Ceux-ci n'ont pour la plupart pas pu instiller dans leur esprit que l'art était omniprésent dans leur vie, ce qu'il leur ferait appréhender les choses autrement au lieu d'avoir la tête farcie de préjugés basés sur de fausses opinions. En fait, l'art est la conjugaison de différences permettant d'apprécier la variété des créations. On peut ainsi aimer le figuratif et détester l'abstrait et vice-versa sans compter que la B.D qui leur plait a intégré le domaine de l'art et que certains jeunes des cités ont annexé l'art de la rue pour produire des images qui sont le reflet de leurs préoccupations.
Au lieu de cela, nombre d'entre eux se laissent envahir par des idées faites souvent de toutes pièces en cédant au communautarisme et en se souciant par exemple du sort du peuple palestinien avec pour résultat néfaste de nier l'Holocauste de la Seconde Guerre Mondiale, de plus en plus difficile à enseigner dans les classes, et de participer à la propagation d'une haine antisémite des plus virulentes.
Il va de soi qu'on peut s'opposer aux injustices comme les générations précédentes l'ont fait mais il est inconcevable d'importer en France des conflits se passant à l'étranger qui finissent par y créer des tensions raciales pour inciter certains jeunes à se mettre à l'écart de la République.
On en revient donc au vivre ensemble qui implique le respect de l'autre mais faute de manifester du bon sens et un intérêt pour l'art, de nombreux adolescents risquent eux-même de s'exclure de la société dans laquelle ils vivent sans pouvoir se nourrir de cette fraternité tant souhaitée pour le bien commun.

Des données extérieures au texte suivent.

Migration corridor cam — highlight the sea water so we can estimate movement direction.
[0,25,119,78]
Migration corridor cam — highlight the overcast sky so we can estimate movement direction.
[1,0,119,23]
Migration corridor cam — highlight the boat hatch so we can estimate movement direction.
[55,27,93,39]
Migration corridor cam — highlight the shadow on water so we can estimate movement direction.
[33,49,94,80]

Pourtant, si on demande à des collégiens de dire qu'ils connaissent des hommes politiques ou penseurs tels que Dante, Erasme, Luther, Necker, Guizot, Gambetta, Poincaré, Mac Arthur, Coty, Ford et j'en passe, ils répondront pour la plupart ne pas en avoir entendu parler mais si par contre, si on évoque les noms d'artistes comme Van Gogh, Matisse ou Picasso, ils sauront à coup sûr s'en rappeler.

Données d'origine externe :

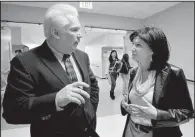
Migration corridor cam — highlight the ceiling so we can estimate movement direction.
[1,1,181,19]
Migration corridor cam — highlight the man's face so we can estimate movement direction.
[54,16,82,54]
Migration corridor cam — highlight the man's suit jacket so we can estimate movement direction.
[121,64,194,137]
[3,41,99,137]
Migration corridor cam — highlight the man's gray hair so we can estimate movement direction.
[43,3,78,38]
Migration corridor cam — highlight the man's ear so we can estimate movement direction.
[50,27,60,39]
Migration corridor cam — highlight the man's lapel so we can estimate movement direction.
[40,41,70,85]
[72,49,87,81]
[152,66,170,107]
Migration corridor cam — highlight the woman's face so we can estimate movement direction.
[111,52,116,58]
[132,37,153,62]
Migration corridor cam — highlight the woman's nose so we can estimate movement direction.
[131,45,135,51]
[77,32,83,38]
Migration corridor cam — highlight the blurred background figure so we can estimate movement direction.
[120,54,132,96]
[108,50,121,100]
[22,46,29,52]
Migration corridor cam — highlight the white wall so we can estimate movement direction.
[144,2,194,80]
[1,4,141,30]
[1,4,141,50]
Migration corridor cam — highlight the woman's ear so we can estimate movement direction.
[50,27,60,39]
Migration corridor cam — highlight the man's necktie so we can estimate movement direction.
[62,54,78,83]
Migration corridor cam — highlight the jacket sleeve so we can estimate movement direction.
[156,69,194,127]
[86,54,99,111]
[3,56,56,124]
[120,68,137,116]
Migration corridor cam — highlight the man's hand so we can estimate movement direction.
[56,82,90,108]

En conclusion, l'art a rythmé la vie de chaque pays du monde depuis des temps immémoriaux et ce, selon des modes suivies ça et là, qu'elles aient été religieuses ou profanes alors que depuis le début du XXe siècle, il s'est élargi à d'autres horizons en devenant politique, sociologique ou ludique en défiant les codes jusqu'à devenir carrément provocateur. Mais justement, si l'art suscite des réactions parfois débordantes, c'est quelque part pour nous interpeller sur la bêtise humaine ou pour nous faire prendre conscience du besoin inné de l'homme d'aller de l'avant.

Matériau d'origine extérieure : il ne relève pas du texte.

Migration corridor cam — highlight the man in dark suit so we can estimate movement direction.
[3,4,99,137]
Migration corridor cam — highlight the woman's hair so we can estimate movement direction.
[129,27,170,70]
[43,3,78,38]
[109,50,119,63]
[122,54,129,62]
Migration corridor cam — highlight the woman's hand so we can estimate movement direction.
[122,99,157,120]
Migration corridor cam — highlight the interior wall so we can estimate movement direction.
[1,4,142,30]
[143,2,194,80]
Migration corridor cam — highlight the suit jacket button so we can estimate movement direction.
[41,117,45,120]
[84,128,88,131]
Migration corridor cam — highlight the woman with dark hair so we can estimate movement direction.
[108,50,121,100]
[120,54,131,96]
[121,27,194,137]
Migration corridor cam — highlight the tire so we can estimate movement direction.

S'intéresser à l'art est une chose. Collectionner en est une autre. On peut aimer l'art sans acheter ou en s'offrant des copies pour le plaisir de l'oeil tandis que le profil des collectionneurs a considérablement changé puisque les véritables passionnés ont laissé la place à une race de riches qui spéculent à tout va sur des oeuvres contemporaines pour glorifier leur réussite mais l'art n'a pas besoin de ce monde parallèle pour exister. Il suffit de sortir de chez soi, d'entrer dans un musée ou une galerie, de se promener dans les rues pour voir que les hommes peuvent donner le meilleur d'eux-même et vérifier combien il est important dans nos vies.
Cela posé, comme cela a été démontré il y ap lus de 30 000 ans, tout individu a en lui un talent artistique qui ne demande qu'à s'exprimer à condition de le vouloir et de s'entraîner. Tout enfant manifeste son envie de dessiner mais ce désir s'estompe après les années de CP parce que l'art, pas plus que son histoire, n'est pas une matière obligatoire au lycée. Pourtant, il existe un ministère de la Culture fait pour le promouvoir mais tant qu'un niveau acceptable de savoir ne sera pas au rendez-vous, ce sera peine perdue pour rendre les jeunes plus perceptifs à ce domaine.